欧風カレー専門店『アルパッシェ』オーナー 高柳 新

今回も、私が経験した例から書きます。

 A君は小学校の高学年になって母が再婚し、新しい父親ができました。新しい父親は昔気質の性格で、A君を自分の子どもとして熱心に教育しようとしていました。その教育方針は『男の子は厳しく育てるべきだ』というもので、とくにA君が嘘をついた場合は厳しい体罰もしていたようです。
 A君は普段はひょうきんで、人を笑わせるのが得意な子でしたが、気の弱い部分があり、この父親を非常に恐れていました。担任の目からも、父親に萎縮しているのがはっきりわかりました。その結果として、怒られないために嘘をつき、その嘘を誤魔化すために新しい嘘を積み重ねることになり、まわりの子どもを巻き込むこともありました。A君にしてみれば、ただただ、父親に怒られるのが恐かったのだと思います。
 この父親と面談したとき、父親はA君は自分の前では素直であり、嘘をつくのは、まわりの子どもたちが悪いからだと言いました。とにかく、自分の教育方針に絶対の自信を持っていたのです。自分もそのように育てられ、それがすごくよかったからだそうです。しかし、私にはこのやり方がA君に合っているようにはどうしても思えませんでした。

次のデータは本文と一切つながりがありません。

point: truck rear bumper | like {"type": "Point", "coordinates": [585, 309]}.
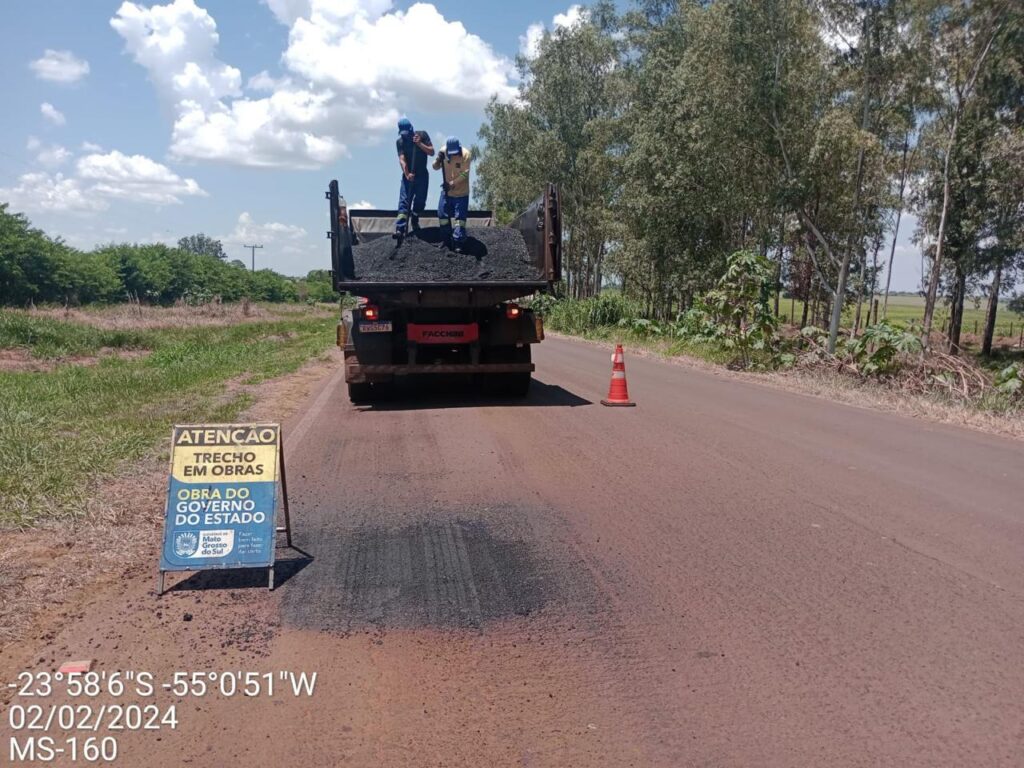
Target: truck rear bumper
{"type": "Point", "coordinates": [358, 374]}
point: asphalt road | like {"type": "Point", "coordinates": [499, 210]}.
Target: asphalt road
{"type": "Point", "coordinates": [726, 574]}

 現在、テレビのワイドショーなどで、人気作家やタレントがコメンテーターとして登場し、各自の教育論を発言する番組が数多く見られるようになりました。なかには首を傾げたくなる意見もあるのですが、司会者はその意見を正しいものとして取り上げることが多いようです。世間に対する影響力も小さくはないでしょう。各自の教育論は、『それが自分によかったから』または『自分の子どもによかったから』という理由が多いようです。私はこれらの個々の教育論が、すべての子どもに通用するかのように報道されることに疑問を持ちます。

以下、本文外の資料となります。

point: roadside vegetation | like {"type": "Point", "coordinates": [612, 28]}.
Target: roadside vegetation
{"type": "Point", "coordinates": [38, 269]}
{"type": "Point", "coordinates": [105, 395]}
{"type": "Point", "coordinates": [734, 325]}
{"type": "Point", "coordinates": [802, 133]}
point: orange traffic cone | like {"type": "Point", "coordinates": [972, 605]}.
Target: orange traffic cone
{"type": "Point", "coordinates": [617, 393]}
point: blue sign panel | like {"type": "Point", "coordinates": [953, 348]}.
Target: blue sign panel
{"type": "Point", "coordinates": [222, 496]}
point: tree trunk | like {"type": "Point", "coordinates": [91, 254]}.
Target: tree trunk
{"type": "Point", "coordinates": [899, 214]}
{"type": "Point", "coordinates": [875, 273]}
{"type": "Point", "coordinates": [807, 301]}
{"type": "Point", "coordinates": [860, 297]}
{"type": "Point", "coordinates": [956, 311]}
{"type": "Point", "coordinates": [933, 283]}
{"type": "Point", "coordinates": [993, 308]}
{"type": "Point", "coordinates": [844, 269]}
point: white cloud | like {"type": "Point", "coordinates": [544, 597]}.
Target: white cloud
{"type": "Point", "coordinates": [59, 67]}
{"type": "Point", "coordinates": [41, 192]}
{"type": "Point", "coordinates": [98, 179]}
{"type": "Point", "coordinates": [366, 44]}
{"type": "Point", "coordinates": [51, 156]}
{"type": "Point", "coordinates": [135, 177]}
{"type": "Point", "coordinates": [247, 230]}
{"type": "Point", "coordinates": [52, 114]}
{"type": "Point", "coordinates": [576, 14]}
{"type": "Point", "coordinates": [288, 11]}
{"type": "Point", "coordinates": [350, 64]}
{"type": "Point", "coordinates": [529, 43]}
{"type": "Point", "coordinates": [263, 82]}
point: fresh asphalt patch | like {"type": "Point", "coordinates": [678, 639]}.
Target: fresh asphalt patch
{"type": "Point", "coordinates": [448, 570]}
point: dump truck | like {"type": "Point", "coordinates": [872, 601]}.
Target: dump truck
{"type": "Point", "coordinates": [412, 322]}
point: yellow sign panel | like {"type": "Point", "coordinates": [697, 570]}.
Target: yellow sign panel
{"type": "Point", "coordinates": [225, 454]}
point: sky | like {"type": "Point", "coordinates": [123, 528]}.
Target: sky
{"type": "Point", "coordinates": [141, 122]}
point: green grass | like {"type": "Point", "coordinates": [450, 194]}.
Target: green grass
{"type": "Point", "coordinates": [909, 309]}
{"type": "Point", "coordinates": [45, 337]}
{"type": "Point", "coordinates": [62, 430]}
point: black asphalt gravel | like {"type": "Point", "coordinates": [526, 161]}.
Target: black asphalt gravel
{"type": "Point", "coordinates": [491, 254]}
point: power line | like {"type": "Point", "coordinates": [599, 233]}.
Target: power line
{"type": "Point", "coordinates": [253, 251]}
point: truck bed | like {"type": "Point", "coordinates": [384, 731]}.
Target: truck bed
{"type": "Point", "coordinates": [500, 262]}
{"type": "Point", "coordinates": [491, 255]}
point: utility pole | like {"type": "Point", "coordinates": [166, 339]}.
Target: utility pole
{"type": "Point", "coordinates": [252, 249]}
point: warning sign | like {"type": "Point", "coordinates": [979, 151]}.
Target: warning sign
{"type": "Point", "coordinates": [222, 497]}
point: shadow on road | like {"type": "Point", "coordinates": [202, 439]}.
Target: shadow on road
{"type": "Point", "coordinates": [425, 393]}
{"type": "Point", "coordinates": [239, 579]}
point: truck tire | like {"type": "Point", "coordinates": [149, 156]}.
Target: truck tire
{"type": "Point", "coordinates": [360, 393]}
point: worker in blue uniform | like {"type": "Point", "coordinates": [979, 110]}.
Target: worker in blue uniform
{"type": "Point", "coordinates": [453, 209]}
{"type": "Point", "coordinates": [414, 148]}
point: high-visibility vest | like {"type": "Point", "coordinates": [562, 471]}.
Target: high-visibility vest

 私も若いときは『子どもは、こう育てるべき』という教育論を持っていました。しかし、多くの子どもたちと接するうちに、すべての子どもに通用するひとつの指導方法などないことを痛感しました。きちんとした教育方針は必要ですが、子どもごとに適正なアレンジをすることが重要なのではないでしょうか。
 大勢の子どもたちを同時に指導しなければならない担任にとって、それは大変な苦労を伴うことかもしれません。しかし、教育のプロフェッショナルとして、できる限りの努力をすることが教師の仕事だと思うのです。

高柳 新(たかやなぎ はじめ)

欧風カレー専門店『アルパッシェ』オーナー
四半世紀の小学校教師経験と小学生卓球チーム指導者として全国大会の出場経験。そして現在は、学校を外から見ることのできる立場を生かし、現場の先生方を応援したいですね。